Byer-Sukoo: Sexual harassment laws coming
Legislation forbidding sexual harassment in the workplace is to be introduced before the next general election due early next year, according to Minister of Labour Dr Esther Byer-Suckoo.
Addressing a Democratic Labour Party (DLP) meeting at the George Lamming School Sunday evening, Byer-Suckoo said the problem was widespread, and affected the old and young, and both male and female workers.
Therefore, she said, a Sexual Harassment Bill was its way to deter the practice.
“It is a little bit controversial still, but this is a story I am working to make sure that we can tell before the bell rings [elections].
“There are too many people in this country, women especially, but not just women, a lot of workers in this country who are afraid to go to work because they are harassed on the job,” the Government Senator told the meeting that was advertised as ‘DLP FACTS, Conference 2’.
Byer-Suckoo emphasized that too many women, “men too, young boys, young girls” were being forced to choose between performing duties for the personal pleasure of their supervisors, or lose days off, or even promotions.
“The boss is telling them, ‘I need you to do so and so for me, and if you can’t do such and such, I ain’t sure that you going to get that day off that you want next week’, or ‘I ain’t sure about that promotion that you are supposed to get.’”
She said it was a practice that had its genesis in slavery and lamented that it continued to this day.
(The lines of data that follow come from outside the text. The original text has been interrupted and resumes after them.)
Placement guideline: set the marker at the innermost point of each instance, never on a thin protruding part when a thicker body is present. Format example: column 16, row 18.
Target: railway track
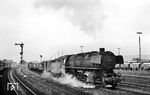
column 120, row 90
column 22, row 87
column 136, row 89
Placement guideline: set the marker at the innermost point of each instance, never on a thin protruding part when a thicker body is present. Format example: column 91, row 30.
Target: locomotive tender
column 91, row 67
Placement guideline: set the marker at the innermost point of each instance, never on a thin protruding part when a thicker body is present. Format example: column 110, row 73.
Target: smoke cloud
column 85, row 14
column 71, row 81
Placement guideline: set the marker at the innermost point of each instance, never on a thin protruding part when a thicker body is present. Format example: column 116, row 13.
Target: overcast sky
column 49, row 26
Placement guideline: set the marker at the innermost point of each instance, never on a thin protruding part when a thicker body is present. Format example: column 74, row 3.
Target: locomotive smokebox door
column 119, row 59
column 101, row 50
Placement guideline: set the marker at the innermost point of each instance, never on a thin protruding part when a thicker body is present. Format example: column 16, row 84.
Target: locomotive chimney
column 101, row 50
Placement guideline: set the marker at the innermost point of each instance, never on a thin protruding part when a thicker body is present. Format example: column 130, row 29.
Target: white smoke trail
column 68, row 80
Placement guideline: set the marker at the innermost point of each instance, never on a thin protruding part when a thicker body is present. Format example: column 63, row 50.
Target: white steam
column 67, row 79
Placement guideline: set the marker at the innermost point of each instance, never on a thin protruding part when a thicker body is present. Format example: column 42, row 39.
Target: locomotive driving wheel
column 103, row 82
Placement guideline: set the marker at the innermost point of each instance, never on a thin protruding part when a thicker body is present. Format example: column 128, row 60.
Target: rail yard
column 89, row 73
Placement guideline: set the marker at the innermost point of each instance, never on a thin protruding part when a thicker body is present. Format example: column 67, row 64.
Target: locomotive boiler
column 92, row 67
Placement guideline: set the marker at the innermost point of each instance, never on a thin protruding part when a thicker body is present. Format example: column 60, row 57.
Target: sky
column 58, row 27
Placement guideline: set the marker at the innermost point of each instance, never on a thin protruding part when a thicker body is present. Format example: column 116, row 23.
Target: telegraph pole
column 118, row 51
column 119, row 54
column 21, row 53
column 41, row 57
column 139, row 45
column 81, row 48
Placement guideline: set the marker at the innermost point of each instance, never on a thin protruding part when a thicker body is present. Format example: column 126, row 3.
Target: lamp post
column 21, row 53
column 118, row 51
column 119, row 54
column 81, row 48
column 139, row 45
column 41, row 57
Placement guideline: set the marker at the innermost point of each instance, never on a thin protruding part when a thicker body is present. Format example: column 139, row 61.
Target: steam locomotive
column 91, row 67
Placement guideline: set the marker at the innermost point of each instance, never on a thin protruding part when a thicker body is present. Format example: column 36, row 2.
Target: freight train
column 91, row 67
column 134, row 66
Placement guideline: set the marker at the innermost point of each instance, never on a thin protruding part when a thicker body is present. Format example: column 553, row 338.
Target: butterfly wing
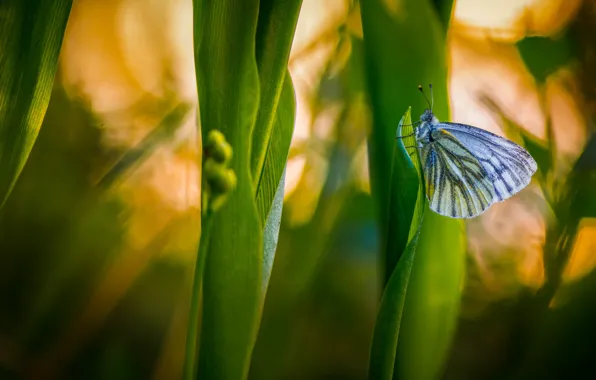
column 457, row 185
column 509, row 166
The new legislation, she promised, would “make sure that it cannot happen, that at least in our workplaces workers are protected”.
Not for the first time, the minister also promised legislation protecting the rights of workers to enjoy their own social and religious pursuits without fear of discrimination.
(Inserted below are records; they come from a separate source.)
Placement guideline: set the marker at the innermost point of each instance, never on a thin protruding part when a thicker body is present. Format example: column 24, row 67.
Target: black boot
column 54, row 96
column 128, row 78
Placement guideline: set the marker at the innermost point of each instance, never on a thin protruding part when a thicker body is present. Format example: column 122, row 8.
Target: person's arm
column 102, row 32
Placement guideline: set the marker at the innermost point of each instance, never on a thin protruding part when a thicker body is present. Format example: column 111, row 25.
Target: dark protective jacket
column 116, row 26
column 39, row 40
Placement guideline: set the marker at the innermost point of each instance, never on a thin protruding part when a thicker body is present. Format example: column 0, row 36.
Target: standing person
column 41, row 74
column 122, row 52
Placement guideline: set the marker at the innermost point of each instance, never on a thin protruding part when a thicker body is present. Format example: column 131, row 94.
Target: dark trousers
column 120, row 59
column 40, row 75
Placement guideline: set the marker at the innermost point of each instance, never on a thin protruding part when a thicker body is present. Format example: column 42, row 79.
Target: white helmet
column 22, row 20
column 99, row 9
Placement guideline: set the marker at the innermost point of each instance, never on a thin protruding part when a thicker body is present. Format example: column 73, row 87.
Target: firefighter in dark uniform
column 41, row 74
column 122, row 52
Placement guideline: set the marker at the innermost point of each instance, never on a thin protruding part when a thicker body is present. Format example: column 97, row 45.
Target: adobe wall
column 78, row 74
“Along this vein is the anti-discrimination [legislation] that says you can’t treat a worker any old how or fire them or whatever because you don’t like the colour of their skin.
“As soon as we get this law in the next several weeks we will be saying that you can’t discriminate [against] a person based on colour, class, gender, race, political affiliation – nothing,” she said, without mentioning sexual orientation, a subject she had touched when she . had spoken of this anti-discrimination measure two years ago.
Back then, during a presentation to a Christ is the Answer Family Church discussion at Alexandra School, she had said that the law would cover, “anything, how they look, how they dress”.
“I am not sanctioning same sex unions and homosexuality, that is not what this legislation is supposed to do . . . .What this legislation is saying is that if somebody in your workplace is homosexual we should not be discriminating against them on the grounds that they homosexual.
“It is also gender neutral . . . it is the same for men as it is for women, so whether it is a man discriminating against a woman or a woman discriminating a man, it will hold,” she had said at the time.